Не развеял тяжелого, удушливого запаха и налетевший сквозной сиверко, со свистом протаранивший посеревшее пространство и хлёсткими рывками нагонявший по небу вереницей низкие облака. В голову после всех кошачьих заморочек продолжала навязчиво лезть всяческая чушь, и Юшков невольно отметил про себя, что когда-то ему, мальчишке, бабушка рассказывала, что, по-поверью, северный ветер, бесцеремонно треплющий округу, непременно объявляется с той стороны, где, якобы, только что утонул человек.
От столь внезапно проклюнувшегося воспоминания, душа обморочно свернулась в клубок, и напрочь угасли живые мысли. Сознание, рассыпаясь вялыми обломками, искало себе хоть какой-то опоры, и, вскинувшись быстрым взглядом, он ожидал увидеть нечто укрепляющее, однако в северном углу пейзаж оставался быть необитаем, и лишь широко расступилась густая сорняковая поросль, обнажив болотистую низину. Топкая поверхность мелкой воды виделась на расстоянии твердой и металлической, пятнисто изъеденной коричневой ржавчиной, ярко высвечиваемой и сквозь, призрачно парящий поверх, дымок.
Разрывая тонкую ленту этой дымки, спиралью выплясывал над затвердевшей гладью порывистый ветер, и сама по себе колотилась, отражаясь в тусклом зеркале, длинная, отдалённо похожая на человеческую, тень. Вдруг, гыкнув сычом и обломившись в низком поясном изгибе, тень стремительно смылась с глаз, а следом, потревожив водный глянец, волдырём вздулось над наружной оболочкой воды, да и почва, прыщеватыми кочками окаймляющая вязкий бережок, так же ёмко вспучилась и напряглась.

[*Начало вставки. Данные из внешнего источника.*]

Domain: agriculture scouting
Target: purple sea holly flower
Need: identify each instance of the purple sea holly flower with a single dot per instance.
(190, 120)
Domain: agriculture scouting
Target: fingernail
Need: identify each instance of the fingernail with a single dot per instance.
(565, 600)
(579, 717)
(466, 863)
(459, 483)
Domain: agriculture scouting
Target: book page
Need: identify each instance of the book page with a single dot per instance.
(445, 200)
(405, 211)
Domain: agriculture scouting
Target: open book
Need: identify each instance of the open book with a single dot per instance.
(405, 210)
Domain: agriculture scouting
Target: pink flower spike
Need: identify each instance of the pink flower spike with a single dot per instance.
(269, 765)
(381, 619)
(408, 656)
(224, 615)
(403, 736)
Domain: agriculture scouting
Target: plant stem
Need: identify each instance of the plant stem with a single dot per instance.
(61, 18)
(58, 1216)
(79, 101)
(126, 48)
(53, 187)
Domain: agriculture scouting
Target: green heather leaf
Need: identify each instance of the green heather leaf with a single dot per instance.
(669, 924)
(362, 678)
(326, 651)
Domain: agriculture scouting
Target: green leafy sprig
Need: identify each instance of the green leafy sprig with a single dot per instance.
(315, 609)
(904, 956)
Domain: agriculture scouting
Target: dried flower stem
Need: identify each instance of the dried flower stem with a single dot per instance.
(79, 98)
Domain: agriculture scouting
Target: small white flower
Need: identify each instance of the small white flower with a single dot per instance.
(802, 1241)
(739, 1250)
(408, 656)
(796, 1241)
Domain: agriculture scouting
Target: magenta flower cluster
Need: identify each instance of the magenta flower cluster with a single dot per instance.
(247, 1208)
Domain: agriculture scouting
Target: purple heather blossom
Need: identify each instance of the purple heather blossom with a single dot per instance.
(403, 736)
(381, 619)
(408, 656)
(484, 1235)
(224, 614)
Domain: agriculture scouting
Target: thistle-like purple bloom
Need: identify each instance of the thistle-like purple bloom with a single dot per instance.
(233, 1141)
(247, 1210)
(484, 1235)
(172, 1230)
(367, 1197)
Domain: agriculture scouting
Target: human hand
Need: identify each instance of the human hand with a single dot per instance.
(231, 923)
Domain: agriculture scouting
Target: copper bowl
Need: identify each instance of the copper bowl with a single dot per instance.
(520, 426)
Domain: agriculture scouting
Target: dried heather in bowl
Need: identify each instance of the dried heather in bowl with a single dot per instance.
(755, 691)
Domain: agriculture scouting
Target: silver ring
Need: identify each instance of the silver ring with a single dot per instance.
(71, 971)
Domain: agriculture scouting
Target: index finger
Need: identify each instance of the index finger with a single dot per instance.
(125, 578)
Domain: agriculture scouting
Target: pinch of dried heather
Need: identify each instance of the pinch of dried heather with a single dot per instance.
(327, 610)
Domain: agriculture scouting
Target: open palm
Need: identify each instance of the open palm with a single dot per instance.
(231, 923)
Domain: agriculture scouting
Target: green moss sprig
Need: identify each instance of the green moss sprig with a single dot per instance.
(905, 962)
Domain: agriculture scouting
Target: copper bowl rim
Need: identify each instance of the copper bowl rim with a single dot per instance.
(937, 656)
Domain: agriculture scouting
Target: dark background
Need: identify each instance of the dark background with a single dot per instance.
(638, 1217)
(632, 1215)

Ожидание того, что сейчас непременно кто-то или что-то появится, обретя телесную плоть, точно таким же пульсирующим гнойником взбухло и в нём самом: вот-вот разорвёт… вот-вот лопнет… Но, вопреки ожиданию, ни колебаний на воде, ни толчков на почве не произошло, а, постанывающая глубокими «вздох-выдох» и ритмично колеблющаяся, водная плёнка не треснула от натяжения и внутреннего усилия. Всё успокоилось; и лишь заключительным аккордом прозвучал неурочный хохот полуночной совы, да дымчатая лента тумана, разбухая и вытесняя собой пляшущий ветер, плотной стеной поднималась всё выше и выше, а в жидком молоке ярко вспыхнуло излучение – то, подобно блуждающим болотным огням, зловеще замерцал всё тот же тлеющий уголёк ночного костерка.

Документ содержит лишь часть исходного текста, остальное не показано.